看着卫清明依旧嘴巴紧闭不肯作声的样子,陈骖两眼当中神色转冷,松开了抓着卫清明的手:

“今天的事,明天就会传遍江湖。如果没有排帮,没有我陈骖,卫清明你想想,当震沅的人找上门来,你和你的那帮兄弟将会是什么下场?何去何从,你好生考虑。”

说完,陈骖再也不理卫清明,转身走向了空地。

一阵绝望涌上心头,卫清明面如死灰,无助地看向了唯一留在自己身旁的严烟。

月色之下,严烟眼中居然流露出了一种从未见过的淡淡忧伤,语气苍凉地说道:“清明,我记得你娘是习过字、念过书的?”

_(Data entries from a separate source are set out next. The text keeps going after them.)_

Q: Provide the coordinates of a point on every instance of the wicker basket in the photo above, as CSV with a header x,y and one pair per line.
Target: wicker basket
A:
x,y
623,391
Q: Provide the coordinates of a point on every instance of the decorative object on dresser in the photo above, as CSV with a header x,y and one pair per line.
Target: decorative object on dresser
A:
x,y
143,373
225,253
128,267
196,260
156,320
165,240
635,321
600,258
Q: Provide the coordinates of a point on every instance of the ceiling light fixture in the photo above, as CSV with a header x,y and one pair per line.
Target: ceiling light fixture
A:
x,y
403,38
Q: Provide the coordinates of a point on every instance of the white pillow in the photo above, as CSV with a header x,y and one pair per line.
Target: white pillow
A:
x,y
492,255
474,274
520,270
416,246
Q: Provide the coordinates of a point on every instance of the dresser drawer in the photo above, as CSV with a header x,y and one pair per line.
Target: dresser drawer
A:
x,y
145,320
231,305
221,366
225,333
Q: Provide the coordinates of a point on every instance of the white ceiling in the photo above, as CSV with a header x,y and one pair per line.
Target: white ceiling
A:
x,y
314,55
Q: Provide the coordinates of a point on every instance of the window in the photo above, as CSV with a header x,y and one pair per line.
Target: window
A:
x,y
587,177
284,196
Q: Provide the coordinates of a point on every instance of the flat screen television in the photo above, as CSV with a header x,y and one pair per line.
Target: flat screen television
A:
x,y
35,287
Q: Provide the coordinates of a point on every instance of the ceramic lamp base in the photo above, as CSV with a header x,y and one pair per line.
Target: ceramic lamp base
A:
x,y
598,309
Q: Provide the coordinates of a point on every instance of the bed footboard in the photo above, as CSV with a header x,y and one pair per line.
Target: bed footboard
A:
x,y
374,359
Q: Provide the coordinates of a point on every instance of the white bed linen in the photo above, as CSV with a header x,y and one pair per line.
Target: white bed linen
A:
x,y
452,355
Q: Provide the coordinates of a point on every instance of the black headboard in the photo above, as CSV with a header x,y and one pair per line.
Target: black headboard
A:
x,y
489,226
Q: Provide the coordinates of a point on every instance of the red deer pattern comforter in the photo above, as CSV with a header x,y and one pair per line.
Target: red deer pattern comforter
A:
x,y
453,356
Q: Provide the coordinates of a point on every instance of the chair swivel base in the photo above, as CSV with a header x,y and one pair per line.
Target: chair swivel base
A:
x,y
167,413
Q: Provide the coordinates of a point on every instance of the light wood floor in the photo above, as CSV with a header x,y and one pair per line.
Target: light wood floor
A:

听到严烟突如其来的古怪问话,卫清明一愣,老实回答道:

“对。”

“我还记得,有次兄弟们在狱中闲谈的时候,你曾经说过,一直以来,你娘都是把一位古人当作她的榜样,并且从小就要你学那个人的儿子。你还记得吗?”

卫清明浑身剧震,两眼大睁,嘴巴剧烈嚅动半天之后,却半个字都说不出来,只得低下头去避开了严烟的凝视。

卫清明从来没有忘记过,他怎么能够忘记?

小时候,当母亲每一次帮卫清明洗澡时,都会抚摸着他的后背,给他说同样的一句话:“儿啊,要不是娘的字不好看,又心疼你怕你疼,娘真想也像岳母一样,在你的后背刺上精忠报国四个字。”

一直以来,娘都视岳母为终身楷模,她学着岳母的勤劳节俭,学着岳母的深明大义。在那些遥远的记忆中,她时不时就会告诫卫清明,要有一腔男儿热血,要有一副肝胆忠心,要学岳飞岳武穆那般,当一个顶天立地的人。

这些年来,为了苟延残喘地在这个世界上活下去,母亲的那些训诫,早已经不知不觉从卫清明的脑海里渐渐淡去,而母亲也越来越少提起。

然而,这一刻,在严烟的点拨之下,那些被深埋在心底的回忆却突然变得鲜活起来,一幕一幕不断闪现在卫清明的脑海里。他突然意识到,这些年的自己究竟已经变成了什么样?又到底让母亲有多失望?

正当卫清明心动神摇,陷入沉思之际,耳旁再次传来了严烟的说话声:

“我和大猛那帮人没有私仇,但不管是他们对那些姑娘做的事,还是与八香会之间的关系,我都不后悔杀他,再来一次,我还是会这样干。九镇,是九镇人的九镇;天下,是大明的天下。将来有一天,如果你卫清明敢帮外人,我也会照杀不误!